Kieran Coleman, Young Advisor for the COLLAGE study
We are currently inviting care-experienced young people in England to take part in:
- a short anonymous online survey (aged 13–25), and/or
- a one-to-one online interview (aged 16–25).
The interviews will focus particularly on young people with minoritised identities, whose experiences are often underrepresented in research.
Practitioners play a vital role in making this possible. Many care-experienced young people will only hear about opportunities like this through trusted adults in their lives. Sharing research opportunities can therefore be an important part of supporting young people to have their voices heard and to shape the services they use.
We recognise that sharing research must always be done thoughtfully and appropriately. The survey is anonymous, and both the survey and interviews include clear information about the study, consent, and signposting to support if needed. Participation is entirely voluntary.
If you work with care-experienced young people, we would really value your support in:
- Sharing the study with eligible young people where appropriate.
- Discussing participation in a way that feels safe and accessible.

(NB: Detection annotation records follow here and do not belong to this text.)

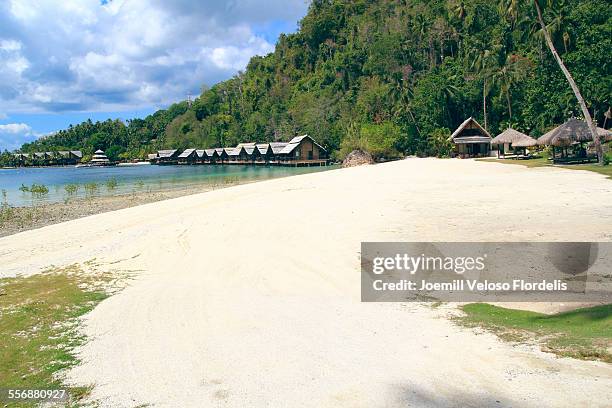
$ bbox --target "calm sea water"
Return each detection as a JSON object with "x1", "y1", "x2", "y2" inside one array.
[{"x1": 0, "y1": 165, "x2": 334, "y2": 206}]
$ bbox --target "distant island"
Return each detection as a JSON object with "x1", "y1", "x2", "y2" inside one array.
[{"x1": 0, "y1": 0, "x2": 612, "y2": 166}]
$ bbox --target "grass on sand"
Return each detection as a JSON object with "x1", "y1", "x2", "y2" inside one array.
[
  {"x1": 478, "y1": 157, "x2": 612, "y2": 179},
  {"x1": 458, "y1": 303, "x2": 612, "y2": 363},
  {"x1": 0, "y1": 265, "x2": 115, "y2": 406}
]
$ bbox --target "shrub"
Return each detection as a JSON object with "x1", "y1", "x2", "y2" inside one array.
[
  {"x1": 340, "y1": 122, "x2": 401, "y2": 160},
  {"x1": 106, "y1": 177, "x2": 117, "y2": 191},
  {"x1": 30, "y1": 183, "x2": 49, "y2": 197},
  {"x1": 64, "y1": 184, "x2": 79, "y2": 195},
  {"x1": 85, "y1": 183, "x2": 98, "y2": 196},
  {"x1": 427, "y1": 128, "x2": 453, "y2": 157}
]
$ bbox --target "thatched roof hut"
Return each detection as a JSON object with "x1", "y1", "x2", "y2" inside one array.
[
  {"x1": 91, "y1": 149, "x2": 109, "y2": 165},
  {"x1": 512, "y1": 136, "x2": 538, "y2": 147},
  {"x1": 491, "y1": 128, "x2": 534, "y2": 146},
  {"x1": 448, "y1": 117, "x2": 491, "y2": 157},
  {"x1": 538, "y1": 118, "x2": 612, "y2": 146}
]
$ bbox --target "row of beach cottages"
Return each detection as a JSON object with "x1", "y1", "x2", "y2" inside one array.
[
  {"x1": 14, "y1": 150, "x2": 83, "y2": 166},
  {"x1": 449, "y1": 118, "x2": 612, "y2": 162},
  {"x1": 148, "y1": 135, "x2": 328, "y2": 166}
]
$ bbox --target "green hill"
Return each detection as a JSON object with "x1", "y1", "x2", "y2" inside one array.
[{"x1": 5, "y1": 0, "x2": 612, "y2": 163}]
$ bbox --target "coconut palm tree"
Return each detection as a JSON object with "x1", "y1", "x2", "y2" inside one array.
[{"x1": 500, "y1": 0, "x2": 604, "y2": 165}]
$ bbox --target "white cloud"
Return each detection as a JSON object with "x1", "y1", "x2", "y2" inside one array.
[
  {"x1": 0, "y1": 123, "x2": 42, "y2": 150},
  {"x1": 0, "y1": 40, "x2": 21, "y2": 52},
  {"x1": 0, "y1": 0, "x2": 307, "y2": 113},
  {"x1": 0, "y1": 123, "x2": 32, "y2": 134}
]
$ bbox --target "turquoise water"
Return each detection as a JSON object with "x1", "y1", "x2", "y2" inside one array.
[{"x1": 0, "y1": 165, "x2": 334, "y2": 206}]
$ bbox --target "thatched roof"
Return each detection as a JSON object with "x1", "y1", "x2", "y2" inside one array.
[
  {"x1": 179, "y1": 149, "x2": 196, "y2": 159},
  {"x1": 270, "y1": 142, "x2": 289, "y2": 154},
  {"x1": 255, "y1": 143, "x2": 270, "y2": 154},
  {"x1": 538, "y1": 118, "x2": 612, "y2": 146},
  {"x1": 448, "y1": 117, "x2": 491, "y2": 143},
  {"x1": 512, "y1": 136, "x2": 538, "y2": 147},
  {"x1": 157, "y1": 149, "x2": 177, "y2": 158},
  {"x1": 491, "y1": 128, "x2": 533, "y2": 146}
]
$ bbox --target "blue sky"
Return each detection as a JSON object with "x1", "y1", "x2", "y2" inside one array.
[{"x1": 0, "y1": 0, "x2": 308, "y2": 150}]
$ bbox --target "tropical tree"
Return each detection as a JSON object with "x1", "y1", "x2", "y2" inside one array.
[{"x1": 502, "y1": 0, "x2": 604, "y2": 165}]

- Helping us reach groups whose voices are often underrepresented.
Further information about the study can be found on the project website.
By supporting this work, you are helping to build a stronger evidence base grounded in young people’s real experiences, leading to more responsive, inclusive, and effective mental health support.
Findings from the COLLAGE study will be shared with Research in Practice, helping to ensure that insights from care-experienced young people directly inform practice and service development.